Eight out of ten businesses that invest in the Internet of Things reported revenue growth in 2014. On average revenues grew by 16% as a result of their investment in the IoT, finds Tata Consultancy Services in a new research. According to managers the biggest barrier to implementation of the IoT is the prevalent business culture.
Tata Consultancy Services (TCS), one of the globe’s larger IT services firms, recently released a research report into the Internet of Things (IoT). The study, titled ‘Internet of Things: The Complete Reimaginative Force’, brings the effects of the IoT in a wide range of sectors into view and is based on input from nearly 800 managers worldwide.
The study shows that there is a correlation between the investment in IoT technologies and revenue growth – with 80% of businesses that invested in IoT seeing their revenues grow in 2014. On average their revenue grew by 16% in 2014, and nearly one in ten (9%) reported growth of more than 30% as a consequence of their investment in the IoT. The executives also continue to see the IoT as a growth market – 12% expect to invest more than $100 million in the IoT, and 3% of the companies even expect to invest a minimum of $1 billion in the technology. Compared to 2015 the respondents expect the average IoT budget to increase from $83 million to $103 million in 2018 – an increase of 20%.
IoT deployment by region
The research finds that North America and Europe are clearly the forerunners in the area of IoT, compared to the Asia-Pacific and Latin American regions. While there are regional differences, IoT technology is predominantly being deployed in the monitoring of products during transport in the supply chain (45%), and meeting customer needs through their use of mobile apps (47%). Around a quarter (26%) of companies use IoT technology in products by imbuing them with sensors that relay use and performance information back to the company.
In the Asia-Pacific region the technology is relatively often used to monitor industrial sites, such as, for example, shops and offices. 35% of the Asian businesses deploy the technology this way, considerably more than European and US companies, where less than a quarter use the technology.
Natarajan Chandrasekaran, CEO of TCS says: “The age of IoT is well underway. The question is, whether businesses are ready to realise the full potential of this technology. Our latest global trend study finds that leaders in using IoT technologies are using it to completely re-imagine their businesses by changing every aspect of operations, from business models and products to business processes and workplaces.”

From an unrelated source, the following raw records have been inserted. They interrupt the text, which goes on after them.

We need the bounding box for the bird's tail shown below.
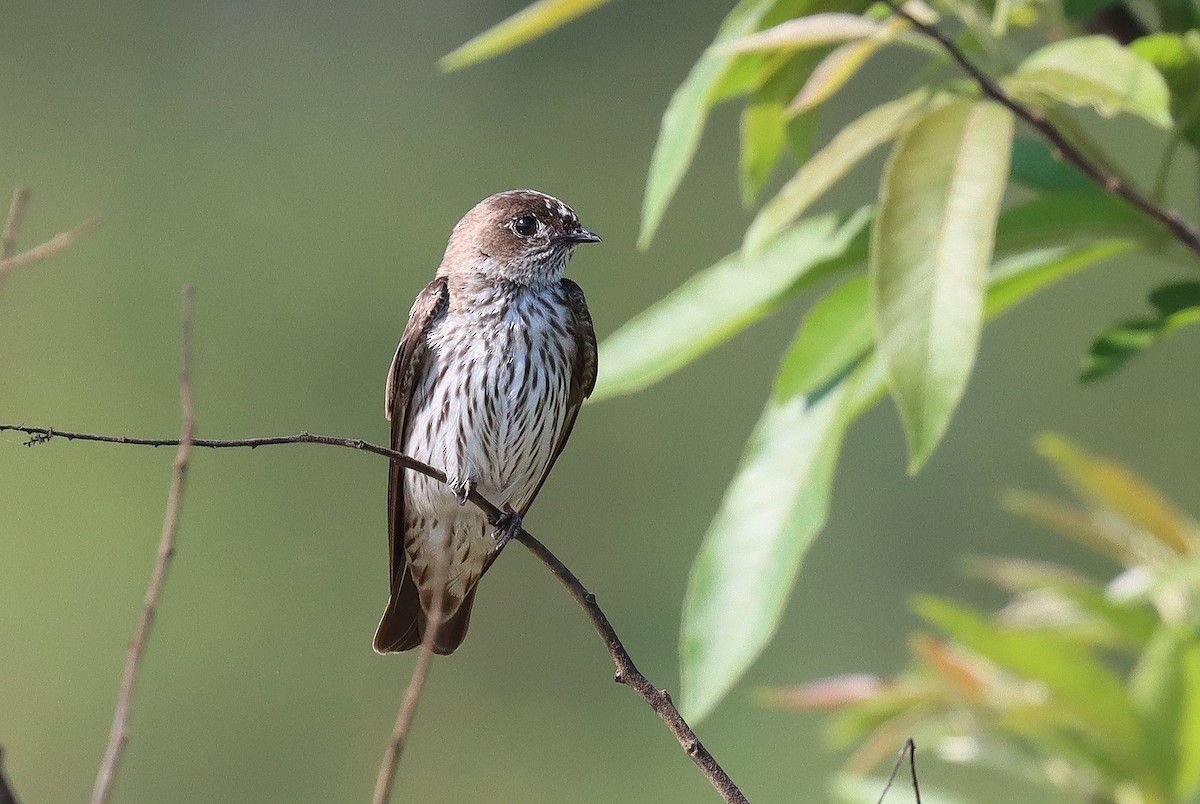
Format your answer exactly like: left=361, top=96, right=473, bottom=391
left=372, top=567, right=479, bottom=656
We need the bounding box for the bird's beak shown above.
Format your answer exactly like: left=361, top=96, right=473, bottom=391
left=559, top=227, right=602, bottom=245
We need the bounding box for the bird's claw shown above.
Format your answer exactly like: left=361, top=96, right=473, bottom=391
left=449, top=477, right=475, bottom=506
left=492, top=508, right=522, bottom=554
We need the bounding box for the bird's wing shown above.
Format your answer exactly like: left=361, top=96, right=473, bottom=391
left=517, top=278, right=597, bottom=517
left=385, top=276, right=449, bottom=590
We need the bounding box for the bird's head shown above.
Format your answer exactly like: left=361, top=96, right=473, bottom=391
left=439, top=189, right=601, bottom=286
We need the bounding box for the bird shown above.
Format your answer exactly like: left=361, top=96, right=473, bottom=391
left=373, top=189, right=600, bottom=655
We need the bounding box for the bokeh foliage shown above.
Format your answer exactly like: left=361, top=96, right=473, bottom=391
left=454, top=0, right=1200, bottom=735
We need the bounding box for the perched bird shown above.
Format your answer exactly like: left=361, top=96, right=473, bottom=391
left=374, top=190, right=600, bottom=655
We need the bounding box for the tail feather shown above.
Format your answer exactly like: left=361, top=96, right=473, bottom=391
left=373, top=568, right=478, bottom=656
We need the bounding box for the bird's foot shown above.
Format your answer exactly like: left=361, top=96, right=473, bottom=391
left=448, top=477, right=476, bottom=506
left=491, top=507, right=523, bottom=554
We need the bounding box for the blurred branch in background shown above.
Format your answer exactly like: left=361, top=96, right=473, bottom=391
left=91, top=287, right=195, bottom=804
left=0, top=423, right=748, bottom=803
left=0, top=186, right=101, bottom=287
left=372, top=541, right=448, bottom=804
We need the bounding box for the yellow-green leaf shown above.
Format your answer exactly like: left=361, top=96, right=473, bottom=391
left=639, top=0, right=779, bottom=248
left=1006, top=36, right=1173, bottom=128
left=440, top=0, right=614, bottom=71
left=593, top=209, right=870, bottom=401
left=872, top=99, right=1014, bottom=472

Results show that in 2015 North American and European organisations will continue to be large scale investors in the technology to keep their forerunning position. North American businesses are spending 0.45% of their income on IoT programmes, while European businesses are spending 0.4% of their income. In Europe this represents an expected average of $93.9 million per surveyed business, with French respondents averaging $138 million per business – $30+ million more than American business invest in their IoT programmes. In the Asia-Pacific region businesses are investing an average of 0.34% and in Latin America businesses are investing 0.23% of their income in IoT.
Manufacturing industry profits most
Respondents in the manufacturing industry reported the biggest revenue growth out of IoT. On average investment in IoT in this industry delivers revenue growth of 28.5%. Banks and financial service providers are another industry in which IoT investments bear considerable fruit – financial services seeing a revenue impact of 17.5%, followed by Media & Entertainment with an impact of 17.4%. The automotive industry sees the lowest income growth (9.9%) from IoT investment.
Despite encouraging figures around IoT investments and favourable prospects, the researchers also highlight that there are still significant barriers to be overcome within all sectors before the lofty promises of IoT can be fully realised. The multi-national respondents said that business culture remains one of the biggest stumbling blocks, because employees will be forced to start thinking differently about customers, products and processes. Convincing them of the merits of these new ways of thinking is the second biggest stumbling block, with leadership of the businesses needing to invest considerable time and resources into making IoT introductions a success. Finally, the technology itself is seen as a barrier, because much still needs to be developed and integrated within current businesses systems, while protection and privacy issues also still require considerable attention.
Chandrasekaran adds: “Now is the time for every leader in every industry to reimagine the possibilities for their businesses in a world of smart, connected things.”